Взглянув на хозяина свысока, Коробкович потянулся к потрепанному картонному бювару и открыл его. Из бювара, с белого с лимонной желтизною листа смотрела молодая женщина с неповторимо прекрасным лицом. Портрет был сделан пером, одной тонкой уверенной линией, прерываемой в нескольких местах пунктиром бисерных точек. Казалось, убери из контура хотя бы самую крохотную его часть - и весь рисунок необратимо рассыплется на глазах и обратится в горсточку черного праха у подножья листа.
- Двадцать четвертый год, вот тут написано, - сказал Коробкович. Видите? "Кац" и дата. Это же не хуже Модильяни! Вы когда-нибудь такое держали в руках?
- Какой же это Кац? - не сводя глаз с рисунка, сказал Ронсак.
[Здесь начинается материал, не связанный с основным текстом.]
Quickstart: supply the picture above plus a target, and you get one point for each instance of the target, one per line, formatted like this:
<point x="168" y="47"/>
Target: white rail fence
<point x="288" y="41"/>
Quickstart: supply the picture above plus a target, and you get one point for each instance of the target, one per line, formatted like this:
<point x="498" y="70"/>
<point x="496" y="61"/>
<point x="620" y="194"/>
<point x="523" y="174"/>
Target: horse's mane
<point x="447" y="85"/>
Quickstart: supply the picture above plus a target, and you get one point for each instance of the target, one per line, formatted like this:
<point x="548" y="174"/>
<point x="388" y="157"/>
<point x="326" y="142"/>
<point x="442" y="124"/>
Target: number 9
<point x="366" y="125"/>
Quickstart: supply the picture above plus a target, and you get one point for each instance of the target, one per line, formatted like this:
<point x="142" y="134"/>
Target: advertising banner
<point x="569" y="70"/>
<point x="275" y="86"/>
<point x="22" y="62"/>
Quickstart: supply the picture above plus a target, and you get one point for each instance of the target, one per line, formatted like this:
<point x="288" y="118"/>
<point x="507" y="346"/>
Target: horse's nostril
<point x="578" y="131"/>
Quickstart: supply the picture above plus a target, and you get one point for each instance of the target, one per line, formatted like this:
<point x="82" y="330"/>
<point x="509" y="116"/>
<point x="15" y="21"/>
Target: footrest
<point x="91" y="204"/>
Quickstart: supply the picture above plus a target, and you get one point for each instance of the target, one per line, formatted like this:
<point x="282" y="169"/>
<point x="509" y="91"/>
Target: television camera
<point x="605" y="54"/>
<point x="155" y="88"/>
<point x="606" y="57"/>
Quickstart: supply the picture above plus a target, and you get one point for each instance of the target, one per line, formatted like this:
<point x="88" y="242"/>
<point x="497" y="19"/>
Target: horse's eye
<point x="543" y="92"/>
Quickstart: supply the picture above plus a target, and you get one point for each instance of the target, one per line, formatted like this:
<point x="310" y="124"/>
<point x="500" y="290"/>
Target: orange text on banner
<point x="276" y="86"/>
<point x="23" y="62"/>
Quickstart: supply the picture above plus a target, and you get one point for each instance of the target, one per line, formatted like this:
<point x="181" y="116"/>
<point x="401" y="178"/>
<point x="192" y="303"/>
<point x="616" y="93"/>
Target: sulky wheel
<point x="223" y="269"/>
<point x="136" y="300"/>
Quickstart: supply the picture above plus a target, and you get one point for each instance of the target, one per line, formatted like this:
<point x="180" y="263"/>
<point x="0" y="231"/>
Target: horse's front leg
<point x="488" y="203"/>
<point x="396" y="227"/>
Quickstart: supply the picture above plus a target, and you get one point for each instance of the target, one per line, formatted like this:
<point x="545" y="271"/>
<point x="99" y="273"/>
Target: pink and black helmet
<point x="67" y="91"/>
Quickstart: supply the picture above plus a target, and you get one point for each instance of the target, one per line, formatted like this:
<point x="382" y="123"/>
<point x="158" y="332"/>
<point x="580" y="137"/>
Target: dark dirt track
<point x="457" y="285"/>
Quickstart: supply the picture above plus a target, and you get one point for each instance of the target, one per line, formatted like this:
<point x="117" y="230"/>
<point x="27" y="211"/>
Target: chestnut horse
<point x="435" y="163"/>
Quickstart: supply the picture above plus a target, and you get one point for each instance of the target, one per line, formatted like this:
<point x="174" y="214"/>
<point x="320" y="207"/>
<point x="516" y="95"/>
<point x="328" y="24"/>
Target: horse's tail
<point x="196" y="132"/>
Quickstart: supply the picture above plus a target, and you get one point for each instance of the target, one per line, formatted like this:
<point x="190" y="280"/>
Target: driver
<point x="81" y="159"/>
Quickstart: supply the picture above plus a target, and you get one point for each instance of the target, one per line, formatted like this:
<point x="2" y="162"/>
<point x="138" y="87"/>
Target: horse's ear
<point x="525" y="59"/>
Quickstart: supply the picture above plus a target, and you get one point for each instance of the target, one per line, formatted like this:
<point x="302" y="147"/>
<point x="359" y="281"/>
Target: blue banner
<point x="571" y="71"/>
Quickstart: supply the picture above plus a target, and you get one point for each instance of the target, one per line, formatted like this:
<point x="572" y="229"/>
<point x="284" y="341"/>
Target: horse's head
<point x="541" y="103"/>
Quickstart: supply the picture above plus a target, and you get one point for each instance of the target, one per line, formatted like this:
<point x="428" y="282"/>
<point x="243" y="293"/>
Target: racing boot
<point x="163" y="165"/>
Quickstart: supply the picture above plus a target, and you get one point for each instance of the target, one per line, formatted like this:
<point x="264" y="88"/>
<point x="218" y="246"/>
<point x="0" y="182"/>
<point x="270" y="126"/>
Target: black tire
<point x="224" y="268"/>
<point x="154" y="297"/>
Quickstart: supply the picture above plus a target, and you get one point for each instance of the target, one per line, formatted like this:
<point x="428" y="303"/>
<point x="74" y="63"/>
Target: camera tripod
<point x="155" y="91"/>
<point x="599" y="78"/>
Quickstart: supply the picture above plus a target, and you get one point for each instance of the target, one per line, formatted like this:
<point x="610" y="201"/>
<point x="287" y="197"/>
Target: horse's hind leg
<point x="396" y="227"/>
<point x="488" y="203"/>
В его отменной памяти замелькали, как на экране компьютера, имена знаменитых русских авангардистов, но Каца там не было и близко. Может, мистификация, подделка?
- Матвей Кац - последний великий авангардист, - продолжал Коробкович. О нем забыли во всей этой кутерьме, но вот он появился, как Атлантида из моря.
- Да, действительно, такое может случиться в России, - согласно кивнул Жан-Луи Ронсак. - А что о нем еще известно?